Treatment of Thiamine Deficiency
The recommended treatment for thiamine deficiency should be tailored to the clinical situation, with intravenous thiamine 100-300 mg/day administered immediately for 3-4 days in emergency or intensive care settings, and oral thiamine 100-300 mg/day for patients with suspected deficiency in non-acute settings. 1
Diagnosis and Assessment
Thiamine deficiency should be suspected in:
- Patients with cardiomyopathy and prolonged diuretic treatment
- Patients on prolonged medical nutrition or post-bariatric surgery
- Patients at risk for refeeding syndrome
- Patients with encephalopathy 1
The preferred diagnostic test is measurement of RBC or whole blood thiamine diphosphate (ThDP).

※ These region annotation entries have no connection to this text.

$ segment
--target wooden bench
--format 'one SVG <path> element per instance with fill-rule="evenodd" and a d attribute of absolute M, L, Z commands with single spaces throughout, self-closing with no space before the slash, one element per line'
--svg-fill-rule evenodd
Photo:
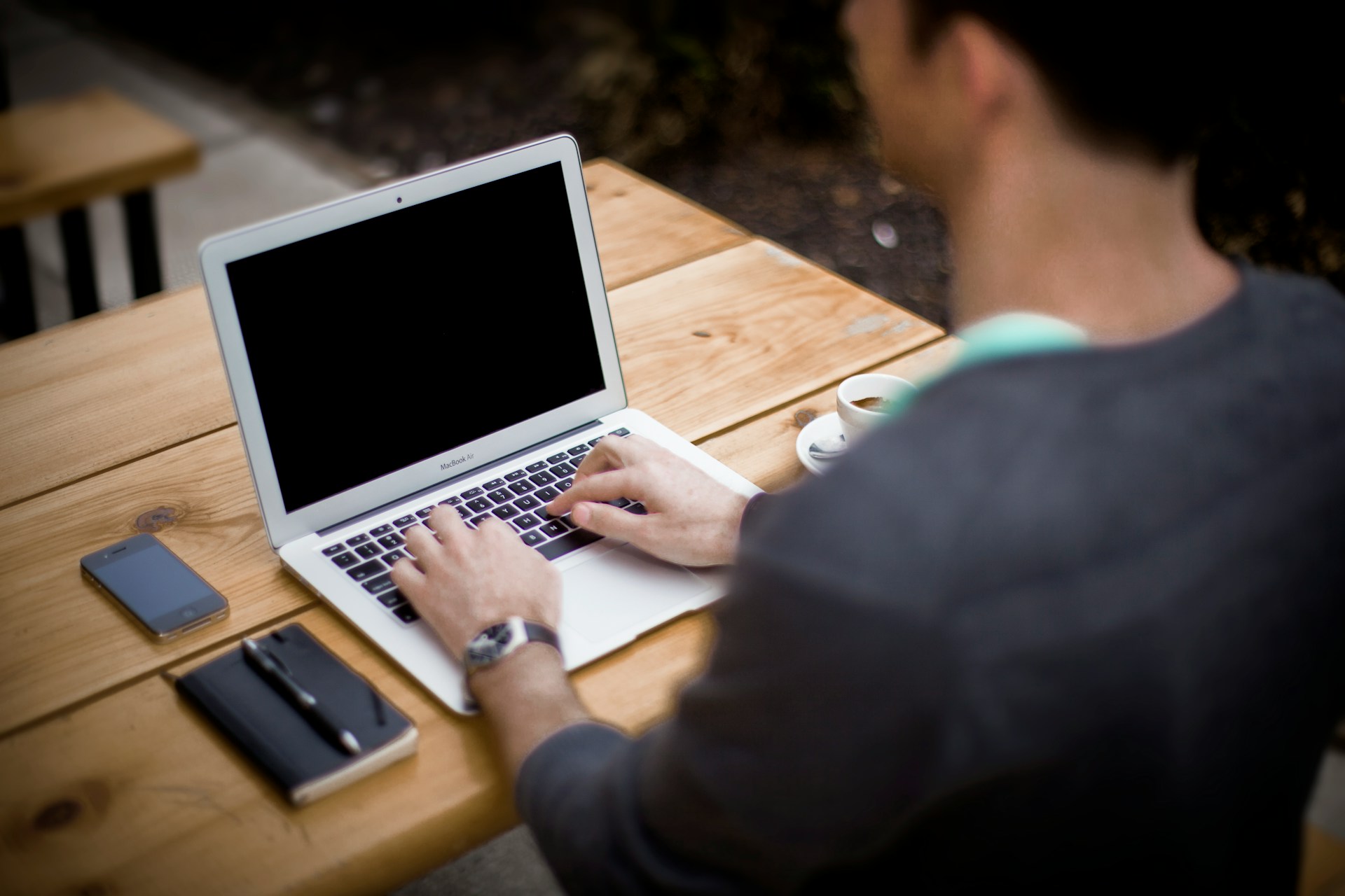
<path fill-rule="evenodd" d="M 133 294 L 163 289 L 152 187 L 200 164 L 190 134 L 102 87 L 0 111 L 0 281 L 16 337 L 36 329 L 23 222 L 58 215 L 75 317 L 98 310 L 86 206 L 121 196 Z"/>

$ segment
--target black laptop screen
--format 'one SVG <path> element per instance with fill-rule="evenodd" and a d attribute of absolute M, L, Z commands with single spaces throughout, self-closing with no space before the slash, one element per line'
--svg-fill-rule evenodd
<path fill-rule="evenodd" d="M 603 390 L 564 177 L 227 265 L 286 510 Z"/>

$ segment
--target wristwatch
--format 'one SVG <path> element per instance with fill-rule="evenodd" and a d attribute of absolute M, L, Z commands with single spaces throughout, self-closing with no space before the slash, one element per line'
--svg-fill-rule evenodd
<path fill-rule="evenodd" d="M 463 656 L 463 666 L 467 668 L 468 677 L 472 673 L 494 665 L 514 653 L 525 643 L 549 643 L 561 652 L 561 638 L 539 622 L 530 622 L 522 617 L 510 617 L 504 622 L 492 625 L 479 635 L 467 642 L 467 652 Z"/>

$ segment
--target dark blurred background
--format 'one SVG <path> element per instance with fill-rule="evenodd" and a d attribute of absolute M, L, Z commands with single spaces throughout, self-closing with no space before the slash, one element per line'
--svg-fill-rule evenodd
<path fill-rule="evenodd" d="M 34 4 L 237 87 L 381 177 L 568 130 L 585 157 L 616 159 L 944 325 L 943 224 L 873 159 L 841 5 L 243 0 L 204 17 Z M 1345 66 L 1311 16 L 1271 31 L 1231 60 L 1237 89 L 1198 168 L 1201 227 L 1229 254 L 1345 289 Z"/>

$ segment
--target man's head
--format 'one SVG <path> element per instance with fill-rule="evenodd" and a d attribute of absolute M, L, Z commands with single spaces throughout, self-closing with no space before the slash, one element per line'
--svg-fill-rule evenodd
<path fill-rule="evenodd" d="M 1193 154 L 1220 44 L 1209 21 L 1134 4 L 851 0 L 845 24 L 886 161 L 936 191 L 1006 114 L 1044 110 L 1096 152 L 1158 167 Z"/>

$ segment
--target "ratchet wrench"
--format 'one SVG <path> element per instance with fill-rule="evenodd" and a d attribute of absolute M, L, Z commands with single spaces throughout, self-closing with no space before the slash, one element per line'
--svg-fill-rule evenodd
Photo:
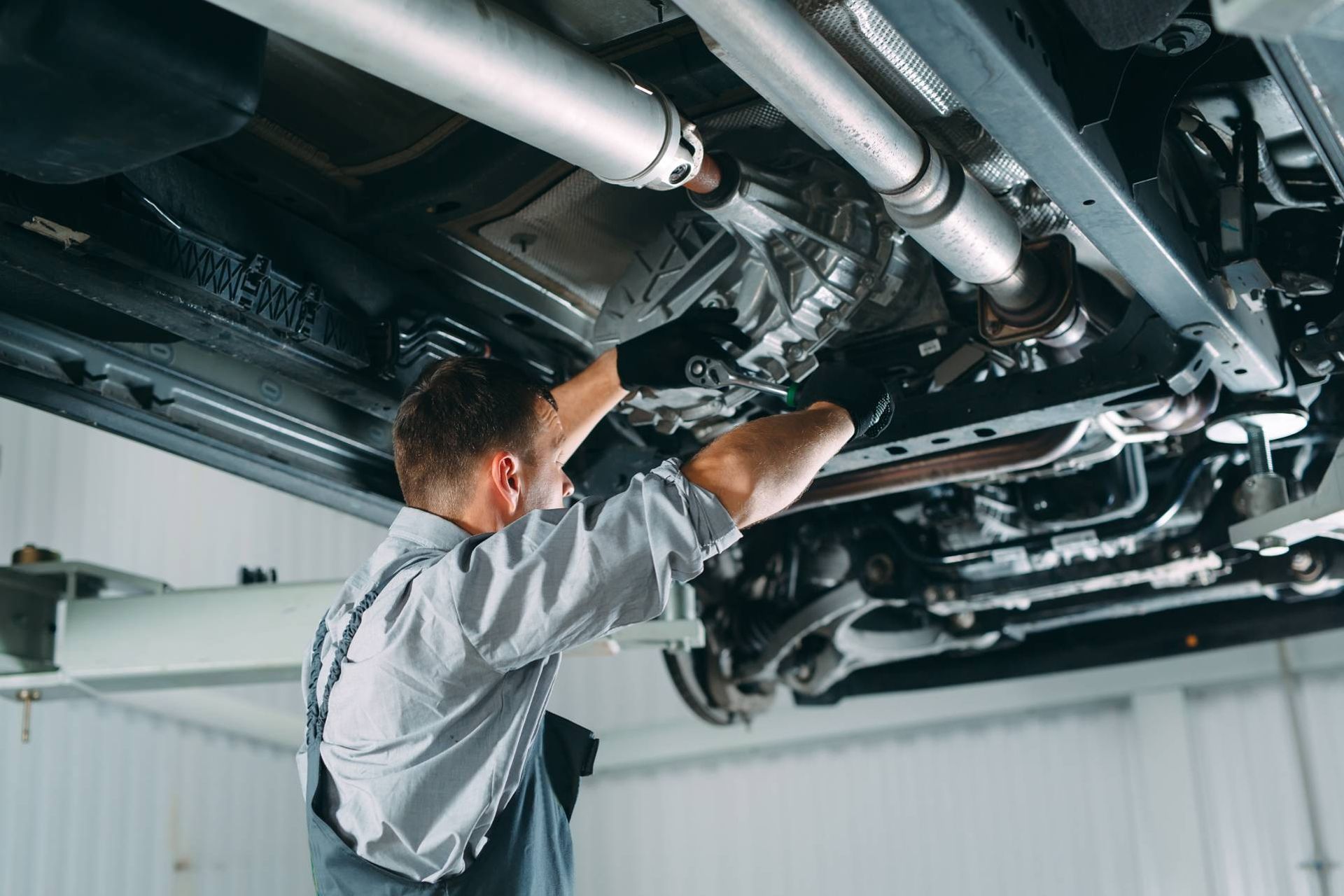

If unavailable, red cell transketolase activity can be measured. 1
Treatment Algorithm Based on Clinical Presentation
Mild Deficiency (Outpatients)
- Initial treatment: 10 mg/day oral thiamine for one week
- Maintenance: 3-5 mg/day for at least 6 weeks 1
Chronic Diuretic Therapy
- 50 mg/day oral thiamine 1
At Risk for Deficiency
- 100 mg three times daily, intravenous 1
High Suspicion or Proven Deficiency
- 200 mg three times daily, intravenous 1
Encephalopathy (including Wernicke's)
- 500 mg three times daily, intravenous 1
- For Wernicke's encephalopathy specifically: parenteral thiamine 200-500 mg three times daily for 3-5 days, followed by oral thiamine 250-1000 mg/day 2
Refeeding Syndrome
- 300 mg IV before initiating nutrition therapy
- 200-300 mg IV daily for at least 3 more days 1
Continuous Renal Replacement Therapy
- 100 mg/day 1
Hospitalized Patients/Critical Illness
- 100-300 mg/day IV 1
Alcohol Withdrawal Syndrome
- 100-300 mg/day thiamine for all patients with alcohol withdrawal
- Continue for 2-3 months following resolution of withdrawal symptoms
- Administer before glucose-containing fluids to prevent Wernicke's encephalopathy 3
Route of Administration
- For acute deficiency or emergency situations: IV route is preferred
- For chronic deficiency without acute illness: oral route is adequate 1
- For patients unable to tolerate oral thiamine or with clinical suspicion of acute deficiency: IV thiamine should be given 1
Duration of Treatment
- Acute treatment: 3-4 days for most conditions
- Maintenance dose in proven deficiency: 50-100 mg/day orally 1
- For alcohol-related deficiency: continue treatment for 2-3 months following resolution of symptoms 3
Important Considerations
- Thiamine should be administered before glucose-containing fluids in at-risk patients to prevent precipitation of Wernicke's encephalopathy 4
- Slow infusion of thiamine may be superior to rapid infusion or bolus injections for treating severe deficiency syndromes, as it increases tissue uptake 5
- Thiamine has minimal toxicity, with the only effect of excess doses being increased urinary excretion 1
- High IV doses have rarely led to anaphylaxis, while doses exceeding 400 mg may induce nausea, anorexia, and mild ataxia 1
Special Populations
Bariatric Surgery Patients
- For prolonged vomiting or dysphagia: give additional thiamine (200-300 mg daily) and vitamin B co strong (1-2 tablets three times daily) immediately 1
- For those unable to tolerate oral thiamine: use IV administration 1
Parenteral Nutrition
- Parenteral nutrition should provide at least 2.5 mg thiamine per day 1
- The standard 3 mg of thiamine hydrochloride in TPN solutions is adequate to maintain normal thiamine status even in patients with compromised intestinal absorption 6
By following this treatment algorithm based on clinical presentation, healthcare providers can effectively manage thiamine deficiency and prevent serious complications such as Wernicke's encephalopathy, beriberi, and metabolic acidosis.